If you have not considered moving your practice from commission-based to fee-based compensation, now may be a great time to do it.
I’ve read that assets in managed accounts rose by more than 14 percent in the fourth quarter of 2001 to $766.9 billion. Broker-sponsored separate accounts, along with consultant programs, brought in a total of $422.1 billion in assets under management. This shows a substantial combined growth rate of 6.8 percent since the beginning of 2001. Compare this increase with the decline in long-term mutual funds, which posted a $322 billion decline in assets, or a negative 7.5 percent growth for the year.
From this data, it seems obvious that if you do not take the trend toward fee-based money management seriously, you may lose clients and revenue. Converting your book of business to a fee-based model will allow you to capitalize on these changes in the investment business. The fee-based model lets you build long-term relationships with your clients and cultivate loyalty. It also shows that you are a trusted advisor who helps his clients decide on the most appropriate course of action based on their needs and objectives—not on the commissions you stand to make.
Steps to success
Like any change to your practice, you will need to thoroughly think through each phase of the process. Here are three important steps:
1. Get registered: You must register as an investment advisor to charge fees and work in an asset-advisory business. You must also become a registered investment advisor and register, using Form ADV in each state in which you want to do business. Be aware that each state will have different filing requirements and that you should find a broker-dealer who can assist you with the filings and the forms.
2. Assess your goals and operations: This step is critical in making sure you are prepared to run a fee-based business. You need to know the strengths of the practice that you want to market, as well as the weaknesses you want to manage during the conversion. Don’t attempt to “wing it.” You need to set aside some time each day to think through the elements of your business plan. It might be helpful to use professional consultation and coaching during this phase.
3. Transition: Now’s the time to create the conversion plan.
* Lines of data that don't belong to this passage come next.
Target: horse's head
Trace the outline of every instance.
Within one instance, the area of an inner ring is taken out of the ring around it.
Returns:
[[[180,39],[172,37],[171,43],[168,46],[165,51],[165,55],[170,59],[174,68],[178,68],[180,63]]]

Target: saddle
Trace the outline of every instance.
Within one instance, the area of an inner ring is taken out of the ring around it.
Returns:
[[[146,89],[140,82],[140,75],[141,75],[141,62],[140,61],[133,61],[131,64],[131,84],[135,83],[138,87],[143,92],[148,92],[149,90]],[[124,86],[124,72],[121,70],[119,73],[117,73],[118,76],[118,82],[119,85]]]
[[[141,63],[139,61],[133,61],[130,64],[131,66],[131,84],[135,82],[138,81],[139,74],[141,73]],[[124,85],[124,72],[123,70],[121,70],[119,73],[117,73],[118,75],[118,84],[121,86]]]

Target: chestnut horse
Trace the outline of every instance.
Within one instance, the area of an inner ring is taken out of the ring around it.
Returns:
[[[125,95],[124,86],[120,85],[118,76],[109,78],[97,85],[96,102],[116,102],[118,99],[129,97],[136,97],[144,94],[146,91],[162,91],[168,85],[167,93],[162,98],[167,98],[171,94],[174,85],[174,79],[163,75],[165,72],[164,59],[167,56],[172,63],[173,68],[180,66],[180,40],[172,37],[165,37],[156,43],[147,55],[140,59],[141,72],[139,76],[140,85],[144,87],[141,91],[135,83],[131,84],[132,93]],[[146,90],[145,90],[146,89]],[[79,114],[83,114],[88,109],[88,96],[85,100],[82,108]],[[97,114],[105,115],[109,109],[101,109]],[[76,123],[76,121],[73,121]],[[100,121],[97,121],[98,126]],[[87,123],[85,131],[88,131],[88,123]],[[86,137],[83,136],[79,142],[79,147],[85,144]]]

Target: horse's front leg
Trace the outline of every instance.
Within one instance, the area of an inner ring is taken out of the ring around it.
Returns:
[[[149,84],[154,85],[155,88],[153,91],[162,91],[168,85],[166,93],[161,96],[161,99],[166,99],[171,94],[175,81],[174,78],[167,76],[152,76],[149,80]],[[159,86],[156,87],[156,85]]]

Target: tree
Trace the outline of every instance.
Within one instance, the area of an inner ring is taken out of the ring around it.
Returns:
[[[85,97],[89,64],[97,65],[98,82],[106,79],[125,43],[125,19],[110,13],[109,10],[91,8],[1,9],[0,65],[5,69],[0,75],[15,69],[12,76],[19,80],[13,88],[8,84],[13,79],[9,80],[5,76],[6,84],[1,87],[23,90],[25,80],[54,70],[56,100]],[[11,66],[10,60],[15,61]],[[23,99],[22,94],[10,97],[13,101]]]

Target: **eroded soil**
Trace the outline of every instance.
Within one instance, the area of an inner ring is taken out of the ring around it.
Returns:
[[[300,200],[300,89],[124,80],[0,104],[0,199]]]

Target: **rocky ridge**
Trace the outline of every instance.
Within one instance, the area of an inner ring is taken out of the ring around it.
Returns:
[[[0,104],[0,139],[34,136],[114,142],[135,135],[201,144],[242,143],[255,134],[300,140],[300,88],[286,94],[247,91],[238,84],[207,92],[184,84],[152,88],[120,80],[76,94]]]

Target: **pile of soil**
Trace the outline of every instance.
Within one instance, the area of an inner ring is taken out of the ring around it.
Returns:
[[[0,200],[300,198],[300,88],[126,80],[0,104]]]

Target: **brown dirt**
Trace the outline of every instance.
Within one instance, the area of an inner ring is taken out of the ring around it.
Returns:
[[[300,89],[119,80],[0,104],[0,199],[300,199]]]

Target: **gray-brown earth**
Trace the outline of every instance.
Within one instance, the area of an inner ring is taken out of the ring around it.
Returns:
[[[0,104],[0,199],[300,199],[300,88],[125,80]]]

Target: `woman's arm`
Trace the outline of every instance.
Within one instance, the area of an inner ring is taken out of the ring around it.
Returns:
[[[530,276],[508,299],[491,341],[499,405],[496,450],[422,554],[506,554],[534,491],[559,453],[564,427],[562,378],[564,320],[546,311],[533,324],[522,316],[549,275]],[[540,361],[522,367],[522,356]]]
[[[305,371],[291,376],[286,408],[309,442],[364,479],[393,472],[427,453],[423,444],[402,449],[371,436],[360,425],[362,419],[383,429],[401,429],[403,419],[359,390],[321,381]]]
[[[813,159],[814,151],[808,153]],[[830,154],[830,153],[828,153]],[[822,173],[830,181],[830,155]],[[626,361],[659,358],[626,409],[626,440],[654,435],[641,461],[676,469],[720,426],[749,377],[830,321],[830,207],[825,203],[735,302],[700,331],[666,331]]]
Among under things, the plan should have:
· Short, medium and long-range objectives
· Number of hours you can dedicate each week to the project
· Tasks you wish to assign your staff
· Current workload
· A price list for the services you perform
· A client-by-client evaluation of your book of business
· The method by which you will approach your clients about the conversion
As you plan the conversion, you may be concerned about losing income. One way to minimize your financial loss is to convert only 15 percent of your commission business each year to the fee-based model. This approach will help to minimize any negative economic impact to your practice and make the transition gradual.
Let’s address the issues you need to consider as you switch to a fee-based practice:
- Business plan: This includes marketing your services, an overall business strategy and financial projections.
- Marketing plan: Decide which clients to target, the services you’ll need to provide and a fee structure.
- Practice operations: Examine your equipment needs, staffing requirements and staff training.
- Client profile: Build a client profile that includes the number of clients you have, their average portfolio size and a business breakdown (brokerage vs. nonbrokerage business).
- Legal and compliance: Be aware of changes in licensing, registration and errors & omissions insurance.
- Office preparation: Prepare a projected budget, buy any specialized software you need, consider staffing needs, plan time commitments for the transition and the new work structure and decide on a training process.
- Conversion preparation: Script your transition and practice the move at the same time as you meet with clients to help them through the transition.
What is at stake is your long-term business survival. The five major New York wire houses currently dominate the distribution of assets in fee-based managed accounts and control about 70 percent of the market. But other firms and programs are beginning to make a path into this competitive marketplace. Competition will drive down prices and increase business for advisors who have carefully prepared their value-added client programs.